CLOSE

Agile devops & continuous delivery

Service Meshes

Definition of Service Mesh

In (typically container-based [1]) microservices architectures a service mesh provides software components and mechanisms to separate cross-cutting concerns of service-to-service communications from the business logic of the individual microservices into a so-called “control plane”. This segregation simplifies development, operations, and management of larger microservices environments. It is achieved by making every microservice communicate with another one (the so-called east/west traffic) over dedicated components called proxies.

Today, these proxies are implemented mostly either (i) directly in the microservice code itself (e.g., in form of suitable libraries) or (ii) are deployed as a separate software component next to but independent from the microservice (notably not depending on the programming language it is written in) in the same container as a so-called “side car”.

In addition to the control plane, where messages regarding cross-cutting concerns are exchanged (e.g., microservice AddUser no longer reachable), service meshes also recognize a so-called “data plane” which carries the business data to and from the respective microservices (e.g., Add User Homer Simpson or Get contents of shopping cart 4652201). A central (or possibly federated) «Control Plane Master» [2] coordinates control plane messages from and to all the different microservices proxies.

Generic service mesh architecture separating data and control plane

Note that proxies participate in both, data plane and control plane, whereas the “raw” microservices are only involved in data plane communications.

Cross-cutting concerns addressed in service meshes available to date include:

  • Configuration & deployment
  • Service identity & discovery
  • Observability (= monitoring)
  • Resilience
  • Security
  • Traffic management
  • Policy enforcement

Technology Evaluation

Shifting the management of cross-cutting concerns into a distinct control plane is an application of the architectural principle of separation of concerns. The “control plane” pattern stems from telecommunications protocols where it has worked and still works very well.

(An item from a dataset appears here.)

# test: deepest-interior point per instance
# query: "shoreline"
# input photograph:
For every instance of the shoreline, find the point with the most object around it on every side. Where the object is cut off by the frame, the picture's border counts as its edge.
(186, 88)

Historically, initial implementations of the proxies realizing the control plane have been through libraries (e.g., Netflix OSS). Because of the limitations of this approach (e.g., programming language dependent, microservices bloat because developers have to duplicate the libraries in every microservice, increased operational complexity) current service mesh implementations favor the side car deployment model for the proxies.

However, it is also possible to implement an intermediary architecture using so-called node agents (e.g., Consul) or microgateways. These components also implement a control plane for east/west microservices communications but typically act as a proxy for several microservices or also classical (larger) applications - contrary to a side car which handles exactly one microservice. Whereas node agents focus on control plane functionality, microgateways originate from API gateways and also provide associated API management functionalities in addition to control plane functions.

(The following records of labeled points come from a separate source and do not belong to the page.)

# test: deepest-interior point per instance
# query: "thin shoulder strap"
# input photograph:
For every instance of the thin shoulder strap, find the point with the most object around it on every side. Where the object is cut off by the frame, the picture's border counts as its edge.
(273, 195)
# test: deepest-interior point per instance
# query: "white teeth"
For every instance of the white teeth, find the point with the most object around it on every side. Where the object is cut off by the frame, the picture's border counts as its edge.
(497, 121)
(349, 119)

This indicates that there is a continuum between very fine-grained service meshes and a limited number of internal microgateways and API management facilities.

Limitations The biggest limitations of (current) service mesh implementations are

  • Significantly increased latencies (highly depending on the individual setup, but factors of 2—10 have been observed!)
  • Significantly increased resource consumption (CPU and RAM utilization)
  • Additional complexity of the control plane elements (e.g., proxies), especially for large microservices environments, which have to be managed in addition to the raw microservices. This includes knowledge and skill gaps for the teams implementing and managing service meshes which need to be overcome.
  • Different sets of features and functionalities supported by various service mesh implementation render the selection process non-trivial (e.g., non-HTTP protocol support like WebSocket, gRPC, authorization, circuit-breaker pattern, tracing)

Market - Current Adoption

Real (earnest) service mesh adoption in production environments (mostly K8S) is in its infancy (approximately 10-15%) with a third of organizations doing various testing, and another third planning to do so. Roughly 10-15% don’t have any intentions to engage with service meshes at all. The most prominent service meshes are:

A very good comparison of these implementations may be found at servicemesh.es.

Market - Outlook

Short-term adoption rates will remain low due to the complexities associated with introducing and operating service meshes, especially for larger microservices environments (e.g., where organizations have to manage hundreds of proxies).

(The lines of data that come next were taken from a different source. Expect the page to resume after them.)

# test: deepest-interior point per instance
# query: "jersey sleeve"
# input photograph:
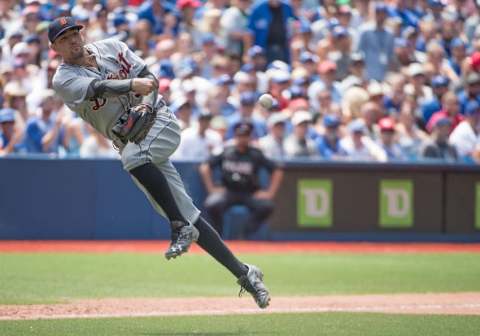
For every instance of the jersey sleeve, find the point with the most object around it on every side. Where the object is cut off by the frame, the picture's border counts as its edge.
(72, 88)
(265, 162)
(136, 63)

In a mid to long-term perspective, service mesh offerings will considerably mature. The separation of concerns implemented through service meshes will, in general, make them the preferred choice to successfully develop and manage larger scale microservices deployments.

In hybrid IT landscapes comprising microservices and classical (monolithic) applications, architectures will most likely become more complex also including microgateways or internal API gateways in addition to microservices proxies.